Mourning for the Dead Condemned for Terrorism: The Case of Belgian Families with Relatives Who Left for Syria

Wednesday, 9 July 2025: 09:15
Location: ASJE018 (Annex of the Faculty of Legal, Economic, and Social Sciences)
Oral Presentation
Nadia FADIL, KU Leuven, Belgium
Montassir SAKHI, KU Leuven, Belgium
What does mourning mean in the context of families stigmatised by the counter-terrorism discourse that has affected Muslim communities in the West since the 9/11 attacks? Focusing on the case of Belgium and the families who lost members who went to fight in Syria in the wake of the Arab Spring in 2011, we aim to interrogate the experience of mourning when the death of a family member is overshadowed by the taboos of terrorism, jihad and war rooted in an Islamic framework. This presentation will explore the worlds of families confronted with the absence of the body and the lack of precise information about the circumstances of the death.

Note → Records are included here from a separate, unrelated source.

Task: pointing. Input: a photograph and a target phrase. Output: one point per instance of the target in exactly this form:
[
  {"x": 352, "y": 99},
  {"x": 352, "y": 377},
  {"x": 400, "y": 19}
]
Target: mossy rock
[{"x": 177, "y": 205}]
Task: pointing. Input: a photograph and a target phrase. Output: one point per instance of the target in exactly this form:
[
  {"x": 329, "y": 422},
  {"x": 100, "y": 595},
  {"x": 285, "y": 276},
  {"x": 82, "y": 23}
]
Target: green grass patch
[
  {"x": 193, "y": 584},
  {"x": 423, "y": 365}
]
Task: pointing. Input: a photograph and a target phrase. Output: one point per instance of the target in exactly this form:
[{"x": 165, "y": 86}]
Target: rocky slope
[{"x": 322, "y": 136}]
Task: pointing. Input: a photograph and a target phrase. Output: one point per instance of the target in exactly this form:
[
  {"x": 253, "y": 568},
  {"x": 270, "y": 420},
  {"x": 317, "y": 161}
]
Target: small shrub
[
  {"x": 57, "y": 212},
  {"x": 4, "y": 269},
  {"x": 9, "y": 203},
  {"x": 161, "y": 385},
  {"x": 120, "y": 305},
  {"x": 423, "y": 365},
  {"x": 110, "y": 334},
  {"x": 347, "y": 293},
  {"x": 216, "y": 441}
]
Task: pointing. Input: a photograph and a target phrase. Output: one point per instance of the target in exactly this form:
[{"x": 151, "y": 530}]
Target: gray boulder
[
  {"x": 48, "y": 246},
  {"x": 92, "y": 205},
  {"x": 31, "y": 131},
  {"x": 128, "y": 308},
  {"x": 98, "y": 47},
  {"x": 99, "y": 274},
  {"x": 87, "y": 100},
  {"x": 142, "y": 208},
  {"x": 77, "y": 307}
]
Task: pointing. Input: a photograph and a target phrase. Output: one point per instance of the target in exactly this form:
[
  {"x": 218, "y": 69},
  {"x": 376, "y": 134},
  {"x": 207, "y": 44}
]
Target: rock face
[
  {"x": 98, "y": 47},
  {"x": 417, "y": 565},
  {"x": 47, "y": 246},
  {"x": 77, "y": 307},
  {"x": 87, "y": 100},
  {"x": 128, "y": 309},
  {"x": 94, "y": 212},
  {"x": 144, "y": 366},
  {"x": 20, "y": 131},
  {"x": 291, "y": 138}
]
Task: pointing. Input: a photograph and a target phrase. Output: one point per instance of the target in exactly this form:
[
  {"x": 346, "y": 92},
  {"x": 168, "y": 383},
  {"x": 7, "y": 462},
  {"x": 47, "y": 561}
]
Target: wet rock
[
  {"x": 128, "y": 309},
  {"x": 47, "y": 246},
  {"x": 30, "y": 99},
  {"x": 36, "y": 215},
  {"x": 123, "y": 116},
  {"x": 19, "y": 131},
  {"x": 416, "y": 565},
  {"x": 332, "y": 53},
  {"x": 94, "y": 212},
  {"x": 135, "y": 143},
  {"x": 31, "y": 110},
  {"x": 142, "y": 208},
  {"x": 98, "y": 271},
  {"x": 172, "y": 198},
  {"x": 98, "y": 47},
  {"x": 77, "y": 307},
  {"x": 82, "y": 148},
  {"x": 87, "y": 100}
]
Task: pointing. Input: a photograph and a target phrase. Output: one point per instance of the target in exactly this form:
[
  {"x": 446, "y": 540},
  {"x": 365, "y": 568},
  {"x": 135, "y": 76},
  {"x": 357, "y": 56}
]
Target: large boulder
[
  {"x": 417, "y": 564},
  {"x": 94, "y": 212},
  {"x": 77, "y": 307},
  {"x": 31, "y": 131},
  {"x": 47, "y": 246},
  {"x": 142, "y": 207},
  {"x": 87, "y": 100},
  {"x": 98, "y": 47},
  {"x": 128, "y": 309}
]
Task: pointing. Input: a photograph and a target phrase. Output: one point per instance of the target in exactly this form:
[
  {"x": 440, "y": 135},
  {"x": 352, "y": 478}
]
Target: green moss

It will highlight the strategies used by these families to preserve the memory of their children despite the widespread official discourse that associates Europeans who have died in Syria with categories of terrorism, monstrosity, disloyalty to the nation and hatred of Western values. Among these strategies, we will describe forms of solidarity and mobilisation, the use of legal counter-discourses, holding the state accountable, but also silence, reversal of stigma, and sometimes the need for forgetting. Drawing on ongoing ethnographic research with Belgian families who have lost their children, we seek to understand how an existence disrupted by a major political event - the departure of young Belgian Muslims to Syria and the government's counter-terrorism response - manifests itself in the reality of affected families and communities. We will also interrogate Belgian policy on the (non-)management of these tragic deaths: non-repatriation until death, lack of administrative recognition, failure to repatriate bodies, and the nature of communication with grieving families. Finally, our presentation will explore the problem faced by families whose children have disappeared in Syria and have been tried in absentia, without any confirmation of their death.